Dejarse, dejarse guiar por la resaca.
Mar adentro, de ser posible.
Para que el seno de la noche sea
el lecho que acoja al corazón
cansado, hasta el nadir henchido
por vanos recuerdos e ilusiones
que fatigan y estremecen el andar,
espectros en la neblina y el rumor
de los días, fantasmas, fantasmas
aleves todos.

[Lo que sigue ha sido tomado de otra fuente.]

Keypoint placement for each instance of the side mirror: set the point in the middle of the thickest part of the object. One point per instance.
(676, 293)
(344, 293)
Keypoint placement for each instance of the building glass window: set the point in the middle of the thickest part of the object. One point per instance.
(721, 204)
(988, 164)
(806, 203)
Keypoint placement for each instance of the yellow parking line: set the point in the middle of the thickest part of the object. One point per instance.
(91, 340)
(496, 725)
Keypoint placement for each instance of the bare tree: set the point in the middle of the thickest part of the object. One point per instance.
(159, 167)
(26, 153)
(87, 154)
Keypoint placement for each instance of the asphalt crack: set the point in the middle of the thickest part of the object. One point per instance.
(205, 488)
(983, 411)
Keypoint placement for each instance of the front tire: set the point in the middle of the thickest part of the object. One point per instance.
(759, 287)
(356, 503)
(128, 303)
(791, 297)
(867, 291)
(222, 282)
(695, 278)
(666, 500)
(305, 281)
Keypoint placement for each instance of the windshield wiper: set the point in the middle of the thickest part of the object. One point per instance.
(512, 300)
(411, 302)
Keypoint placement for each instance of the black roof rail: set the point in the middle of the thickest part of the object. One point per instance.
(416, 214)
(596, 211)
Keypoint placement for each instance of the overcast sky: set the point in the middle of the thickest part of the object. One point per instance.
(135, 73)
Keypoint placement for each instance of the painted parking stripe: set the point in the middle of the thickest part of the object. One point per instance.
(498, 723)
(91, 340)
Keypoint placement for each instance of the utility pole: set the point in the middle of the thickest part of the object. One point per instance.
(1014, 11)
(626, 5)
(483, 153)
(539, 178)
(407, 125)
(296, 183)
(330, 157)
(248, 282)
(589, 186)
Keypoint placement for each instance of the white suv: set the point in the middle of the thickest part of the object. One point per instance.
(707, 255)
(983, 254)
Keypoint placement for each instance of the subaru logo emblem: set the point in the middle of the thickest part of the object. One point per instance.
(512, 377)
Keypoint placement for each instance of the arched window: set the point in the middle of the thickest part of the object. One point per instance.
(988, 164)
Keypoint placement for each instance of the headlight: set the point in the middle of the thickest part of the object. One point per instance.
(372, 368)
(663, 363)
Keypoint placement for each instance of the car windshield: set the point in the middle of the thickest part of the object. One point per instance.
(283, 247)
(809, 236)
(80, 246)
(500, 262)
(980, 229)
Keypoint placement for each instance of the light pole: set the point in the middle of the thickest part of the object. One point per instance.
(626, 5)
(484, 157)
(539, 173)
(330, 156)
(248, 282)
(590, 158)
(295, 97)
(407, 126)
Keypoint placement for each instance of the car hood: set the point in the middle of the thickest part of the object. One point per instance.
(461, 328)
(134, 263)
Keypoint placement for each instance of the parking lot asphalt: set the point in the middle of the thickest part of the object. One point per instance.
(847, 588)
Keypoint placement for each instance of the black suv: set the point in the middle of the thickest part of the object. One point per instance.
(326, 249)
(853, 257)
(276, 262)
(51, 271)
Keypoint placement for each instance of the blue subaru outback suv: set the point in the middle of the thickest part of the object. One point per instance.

Y con el corcel del viento
se confunda, se precipite, el hálito
extasiado que ellos desatan.
PARQUE HUNDIDO

De la crónica de un par de años o días interminables,
y derribados del calendario por el hacha de un muerto,
se esfuman, cómplices de la transparencia, trizados
en el umbral de mi sintaxis, de mi lengua estrangulada,
como ánforas de un vino que nadie obliga a derramar
u hojarasca de una alameda que desangra este otoño y mi advenido
invierno -vendimia de la memoria por los pies del presente,
lagar del tiempo-, los recuerdos, cenizas que no podré invocar
sino quemándome el alma hasta los huesos: imágenes dispersas
de una realidad ahora y siempre tan visceral, tan fantasmagórica,
como la de aquella radiante mariposa, velada todavía para
los anteojos del mundo, que florece invisible en el averno
de su huevo: dramas que temprano o nunca terminaré por olvidar,
sábanas de hospital: torbellinos: amores marchitos o resucitados
por el Amor, transcriben pacientemente los signos de su alfabeto
sobre el cuerpo (enjambre de avispas que circunda a toda hora mis
huellas -aguijones en la piel por decenas clavados, máculas de insulina),
y se suceden en el vértigo primero girasoles, luego imborrables heces
que pasarán a enturbiar el río indócil de mi sangre, a formar parte
de su infatigable cauce y corriente hasta el fin, junto a la visión
que hoy, colmados los vasos, sólo puede desolar, sorprender con
sed al peregrino en esta ciudad adormecida, sometida a las lluvias
y al grito precario de las gaviotas que adivinas ahogado por el tráfico:
de ocaso a ocaso laberinto retomado sin cesar, en un alto del confuso
camino que se pierde entre la neblina del mañana distingues, abandonado
en su lontananza, el parque crepuscular de aquel par de años, días
convertidos en árboles desnudos, que unas famélicas luminarias aún iluminan
-coronándolo de ternura y extrañeza-, hundiéndose en la oscuridad con todos
sus niños, sus llantos y juegos, como si fuese una constelación de meteoros
que se precipitara sobre la superficie de un mar en aparente calma, silente
y apenas dibujado en la oquedad embriagadora de ésta, mi noche sin estrellas.